I'll give bounties to people who suggest reasonable improvements to the criteria.
https://www.twitch.tv/claudeplayspokemon
Anthropic has taken the benchmark world by storm by assessing model performance against Pokèmon:

https://www.anthropic.com/news/visible-extended-thinking
Will any large language model become a Pokèmon Master by the end of 2025? To count, it must:
Complete a regular (being any of the base games like red/gold/sapphire/black/etc) Pokemon game, by getting all gym badges and beating the Elite 4 + rival.
Without assistance or steering mid-game. This means help specific to something it's stuck on that's not general. Tweaks to the system midway through are fine as long as it's in the spirit of general improvements, as in, the LLM should be able to complete the game end to end afterwards without additional changes. This description is in the spirit of small tweaks being able to be made to Claude Plays Pokemon without negating the validity of the run. That being said, if they become more loose with hints and unblocking it, it will not count.
With minimal non-LLM programmatic assistance. I think the automatic pathfinding that Claude is using is a little bit cheating, if that helps with the spirit of this market. Something roughly twice as bad would maybe start to not count.
Fine-tuning or reinforcement learning specific to Pokemon (or video games in general) is not allowed.
Any number of attempts are allowed, as in, the model can try an infinite number of times. I reserve the right to disqualify an attempt if it involves obscene abuse of save states, though.
RAG, knowledge files, custom system prompts, and interesting input/output schemes are all allowed. Anthropic has an interesting approach with Claude.
See also: /Sketchy/will-claude-become-a-pokemon-master-ng2zSA9ync
Update 2025-03-03 (PST) (AI summary of creator comment): Midgame Assistance Updates:
Allowed: Adjustments or tweaks made during the game are permitted, provided they are not directly hinting towards or addressing specific blockers.
Disallowed: Any midgame adjustments that serve as direct hints to overcome explicit obstacles in the game.
Update 2025-05-02 (PST) (AI summary of creator comment): Based on a discussion about a specific LLM run (Gemini 2.5 Pro beating Pokémon Blue):
The creator agreed that this specific run does not count towards market resolution.
The reason cited was that substantial mid-game changes to the system's structure, such as introducing a separate "strategist" LLM specifically to solve boulder puzzles mid-run, were considered "significantly over the boundary" of allowed mid-game tweaks.
This type of intervention is considered disallowed mid-game assistance specifically targeting blockers, rather than a general system improvement permitted by the rules.
People are also trading
Gemini 2.5 Pro beat Pokémon Blue earlier today. However I don't think it should count as too many substantial changes were made to the scaffolding throughout the run, including ex. allowing the main Gemini to call a separate Gemini with a prompt dedicated to solving boulder puzzles in Victory Road. (a "strategist" Gemini)
In general it was deliberately a pretty loose, experimental run. Later runs may count.
@JulianBradshaw agreed. I think it was significantly over the boundary of mid-game tweaks.
I’ll have to think about if the structure itself of map labelling is too much. Probably not.
@Sketchy I don't know, possibly https://www.lesswrong.com/posts/7mqp8uRnnPdbBzJZE/is-gemini-now-better-than-claude-at-pokemon and https://www.lesswrong.com/posts/8aPyKyRrMAQatFSnG ?
Or https://www.twitch.tv/gemini_plays_pokemon/about ?
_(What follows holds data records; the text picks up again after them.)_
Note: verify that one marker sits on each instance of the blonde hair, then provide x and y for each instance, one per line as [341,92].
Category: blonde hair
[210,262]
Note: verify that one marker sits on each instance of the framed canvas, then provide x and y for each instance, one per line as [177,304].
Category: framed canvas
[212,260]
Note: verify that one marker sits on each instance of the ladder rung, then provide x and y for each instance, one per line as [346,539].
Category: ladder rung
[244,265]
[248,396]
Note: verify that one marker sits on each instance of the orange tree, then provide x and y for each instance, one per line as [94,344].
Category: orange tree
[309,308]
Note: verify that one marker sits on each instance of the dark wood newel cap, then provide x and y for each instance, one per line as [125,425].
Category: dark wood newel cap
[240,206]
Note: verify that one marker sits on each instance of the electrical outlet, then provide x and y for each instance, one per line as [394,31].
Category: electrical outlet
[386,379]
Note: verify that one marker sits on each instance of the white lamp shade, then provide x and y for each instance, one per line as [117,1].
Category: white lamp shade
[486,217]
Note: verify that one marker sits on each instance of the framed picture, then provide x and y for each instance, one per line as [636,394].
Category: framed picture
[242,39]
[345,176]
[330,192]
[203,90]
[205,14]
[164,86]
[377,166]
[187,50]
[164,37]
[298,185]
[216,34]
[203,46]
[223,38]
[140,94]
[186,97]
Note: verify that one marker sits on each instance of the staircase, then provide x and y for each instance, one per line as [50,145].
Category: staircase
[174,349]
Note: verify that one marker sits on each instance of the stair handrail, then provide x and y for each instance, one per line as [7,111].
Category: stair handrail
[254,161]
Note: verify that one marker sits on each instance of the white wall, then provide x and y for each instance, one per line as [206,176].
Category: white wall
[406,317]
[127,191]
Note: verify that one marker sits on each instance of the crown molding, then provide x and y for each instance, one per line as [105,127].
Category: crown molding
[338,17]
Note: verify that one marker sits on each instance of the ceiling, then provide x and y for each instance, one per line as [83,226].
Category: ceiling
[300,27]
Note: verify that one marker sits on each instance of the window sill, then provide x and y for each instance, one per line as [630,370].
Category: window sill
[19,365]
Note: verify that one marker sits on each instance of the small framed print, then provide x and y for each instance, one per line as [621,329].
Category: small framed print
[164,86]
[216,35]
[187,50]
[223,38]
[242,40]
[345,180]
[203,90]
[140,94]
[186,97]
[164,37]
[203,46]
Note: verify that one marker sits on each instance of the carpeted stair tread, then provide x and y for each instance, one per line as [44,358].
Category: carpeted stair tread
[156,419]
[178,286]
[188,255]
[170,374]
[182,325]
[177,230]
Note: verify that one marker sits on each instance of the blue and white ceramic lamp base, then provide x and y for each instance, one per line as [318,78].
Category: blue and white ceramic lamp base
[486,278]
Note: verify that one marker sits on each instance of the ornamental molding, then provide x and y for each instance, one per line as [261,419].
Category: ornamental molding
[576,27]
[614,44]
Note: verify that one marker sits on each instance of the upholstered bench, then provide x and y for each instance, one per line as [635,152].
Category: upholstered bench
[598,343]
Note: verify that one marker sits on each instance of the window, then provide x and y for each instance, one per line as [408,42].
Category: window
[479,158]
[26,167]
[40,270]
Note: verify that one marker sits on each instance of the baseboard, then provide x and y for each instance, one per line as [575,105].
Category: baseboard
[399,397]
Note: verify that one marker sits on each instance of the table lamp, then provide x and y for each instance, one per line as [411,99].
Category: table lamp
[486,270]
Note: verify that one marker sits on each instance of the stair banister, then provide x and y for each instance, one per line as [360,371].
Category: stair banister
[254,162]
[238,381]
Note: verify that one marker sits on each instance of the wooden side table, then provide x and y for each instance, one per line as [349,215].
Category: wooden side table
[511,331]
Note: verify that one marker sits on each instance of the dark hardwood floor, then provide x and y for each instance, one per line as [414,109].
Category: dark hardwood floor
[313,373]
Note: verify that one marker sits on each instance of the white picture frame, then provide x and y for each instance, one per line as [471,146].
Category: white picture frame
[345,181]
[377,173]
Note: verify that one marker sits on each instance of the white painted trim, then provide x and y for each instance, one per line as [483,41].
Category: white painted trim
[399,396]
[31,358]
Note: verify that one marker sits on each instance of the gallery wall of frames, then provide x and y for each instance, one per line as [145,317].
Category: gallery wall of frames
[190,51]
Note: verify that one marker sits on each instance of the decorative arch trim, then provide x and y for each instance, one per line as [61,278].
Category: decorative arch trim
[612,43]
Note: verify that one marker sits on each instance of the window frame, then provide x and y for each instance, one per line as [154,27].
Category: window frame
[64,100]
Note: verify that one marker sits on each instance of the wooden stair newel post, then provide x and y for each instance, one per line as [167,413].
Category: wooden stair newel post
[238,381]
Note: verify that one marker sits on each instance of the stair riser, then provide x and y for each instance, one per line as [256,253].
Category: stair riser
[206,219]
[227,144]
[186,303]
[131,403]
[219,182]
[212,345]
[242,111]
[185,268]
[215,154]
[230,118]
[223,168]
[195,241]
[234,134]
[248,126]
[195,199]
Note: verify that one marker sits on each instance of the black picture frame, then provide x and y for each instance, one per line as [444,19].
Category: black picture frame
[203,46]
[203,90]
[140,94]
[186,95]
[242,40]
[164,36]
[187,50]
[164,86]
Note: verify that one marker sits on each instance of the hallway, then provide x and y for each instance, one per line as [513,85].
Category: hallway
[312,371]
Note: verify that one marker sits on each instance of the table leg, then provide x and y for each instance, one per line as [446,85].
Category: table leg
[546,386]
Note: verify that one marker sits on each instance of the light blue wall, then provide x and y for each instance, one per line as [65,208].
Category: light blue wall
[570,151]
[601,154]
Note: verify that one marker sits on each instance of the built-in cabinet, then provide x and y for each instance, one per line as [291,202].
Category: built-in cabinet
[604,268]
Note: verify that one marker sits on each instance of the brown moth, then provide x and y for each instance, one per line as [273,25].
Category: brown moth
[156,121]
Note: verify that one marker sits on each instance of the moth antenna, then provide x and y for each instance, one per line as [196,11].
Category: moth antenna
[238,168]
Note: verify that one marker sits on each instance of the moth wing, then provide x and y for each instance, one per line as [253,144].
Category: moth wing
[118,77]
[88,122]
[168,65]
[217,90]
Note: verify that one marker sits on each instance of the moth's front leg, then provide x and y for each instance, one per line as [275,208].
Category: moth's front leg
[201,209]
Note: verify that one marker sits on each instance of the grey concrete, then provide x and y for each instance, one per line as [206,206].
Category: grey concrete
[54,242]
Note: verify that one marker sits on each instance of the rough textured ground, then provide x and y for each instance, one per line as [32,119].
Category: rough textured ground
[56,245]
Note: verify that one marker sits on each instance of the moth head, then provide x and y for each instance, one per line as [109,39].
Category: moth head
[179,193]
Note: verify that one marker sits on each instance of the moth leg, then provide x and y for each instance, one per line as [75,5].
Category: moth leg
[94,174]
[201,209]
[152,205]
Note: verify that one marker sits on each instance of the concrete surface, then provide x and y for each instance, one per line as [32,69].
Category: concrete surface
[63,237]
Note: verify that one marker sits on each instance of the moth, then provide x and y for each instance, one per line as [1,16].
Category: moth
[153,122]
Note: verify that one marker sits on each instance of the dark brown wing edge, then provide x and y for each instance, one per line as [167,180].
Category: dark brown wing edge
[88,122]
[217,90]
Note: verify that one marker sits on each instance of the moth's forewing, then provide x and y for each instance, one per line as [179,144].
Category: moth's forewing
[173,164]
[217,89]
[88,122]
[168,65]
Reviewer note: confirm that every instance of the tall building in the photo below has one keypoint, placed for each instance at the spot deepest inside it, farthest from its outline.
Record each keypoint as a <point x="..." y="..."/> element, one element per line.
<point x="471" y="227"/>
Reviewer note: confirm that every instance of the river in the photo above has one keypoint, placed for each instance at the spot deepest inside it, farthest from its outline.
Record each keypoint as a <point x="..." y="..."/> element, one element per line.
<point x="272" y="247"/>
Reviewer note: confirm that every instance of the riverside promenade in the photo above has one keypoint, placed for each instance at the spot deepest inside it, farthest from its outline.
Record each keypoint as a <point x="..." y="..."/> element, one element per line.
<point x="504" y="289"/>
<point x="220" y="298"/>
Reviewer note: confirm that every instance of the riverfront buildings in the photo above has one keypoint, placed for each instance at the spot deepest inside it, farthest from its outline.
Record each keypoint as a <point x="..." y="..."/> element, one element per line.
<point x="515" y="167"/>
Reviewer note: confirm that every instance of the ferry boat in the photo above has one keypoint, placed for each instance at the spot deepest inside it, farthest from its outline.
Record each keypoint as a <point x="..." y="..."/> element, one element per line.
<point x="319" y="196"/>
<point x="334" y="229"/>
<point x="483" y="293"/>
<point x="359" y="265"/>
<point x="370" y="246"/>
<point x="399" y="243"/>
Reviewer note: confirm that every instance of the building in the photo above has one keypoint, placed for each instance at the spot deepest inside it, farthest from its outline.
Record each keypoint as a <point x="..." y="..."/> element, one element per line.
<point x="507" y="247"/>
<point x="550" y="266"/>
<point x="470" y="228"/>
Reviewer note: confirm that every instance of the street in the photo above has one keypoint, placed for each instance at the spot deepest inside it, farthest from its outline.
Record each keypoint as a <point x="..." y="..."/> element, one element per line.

Possibly worth waiting until it gets closer to finishing though, as I expect more will be written and it will be easier to decide
@Lorenzo I don't intend to do a detailed writeup on Gemini beating the game, there isn't too much new to say. Here's my quick take on it: https://www.lesswrong.com/posts/ekF2EDwKyZJNuxBTb/julian-bradshaw-s-shortform?commentId=cHqfKsCWtn5T5H4Tr
@JulianBradshaw Thanks!
@Sketchy I found this summary interesting: https://old.reddit.com/r/ClaudePlaysPokemon/comments/1kdjysi/gemini_beats_pokemon/mqblfeh/
@Lorenzo ummm… im going to say no, but I won’t lie it’s in part because it seems a shame to disqualify Claude for a small tweak this early. If they continually tweak it throughout the run, that feels unfair.
I will make some more explicit criteria around this soon, I guess.
@Lorenzo I updated the criteria in a way that allows for this kind of thing midgame, as long as it's not directly hinting towards specific blockers.
Things claude has hallucinated in the 5 minutes I've watched this stream:
- thinks bulbasaur has a type disadvantage against squirtle
- thinks the exit to oaks lab is at the top of the screen
- successfully exited oaks lab, and then went back into it, thinking it was route 1
- went back to the top of the screen after re-entering oaks lab
I don't think 3.7 sonnet is going to be able to do this in any number of tries, I assume it ended up stuck in some sort of infinite loop in the midgame that it couldn't break out of.